I’d like to tell you about how marvellously I pressed into God when I was floating in space… but honestly?

I spent most of my first year in the wilderness confused,
frightened and very, very angry. It took me a long time to
turn and lean on Jesus.   When (about 14 months in) I eventually
calmed down enough and was able to ask God about the blank
sheet of emptiness, he showed me something very beautiful.
wildernessRight down in the corner of the blank sheet, I saw a tiny seedling. Something growing, something completely new. And I realised that the clearing, the emptying of my life had made space for new things
that there would never have been room for before.
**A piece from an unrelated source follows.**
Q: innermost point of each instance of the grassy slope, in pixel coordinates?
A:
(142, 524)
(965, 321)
Eventually I learned to look at the emptiness of
my wilderness and see it differently.

Instead of endless, terrifying nothingness (like my spaceman picture above), I began to see it as a blank sheet of artist’s paper on which God could ‘start again’ and paint something entirely new. The
emptying, painful though it is, makes room for a re-filling.
As my perspective changed I saw that emptiness is full of
potential, of endless possibilities. When you start to see it
that way, it’s just about possible to surrender to it, and maybe
even to embrace it.

 

This is something I wrote which sums up some of the things I learned in my wilderness. I wonder what you’ve learned in yours?

wildernesspoem small
wilderness
reflect greens
For your journal: If you’re in a wilderness of some kind or another, write God a letter… tell him what it feels like to be in your wilderness. When we’re angry we often’punish’ God by not speaking to him. Break the silence!

Song of songs 8:5 asks “Who is this coming up from the
wilderness leaning on her beloved
?”

What can you do in your wilderness to lean more on Jesus, so that when you come up out of it you will still be leaning?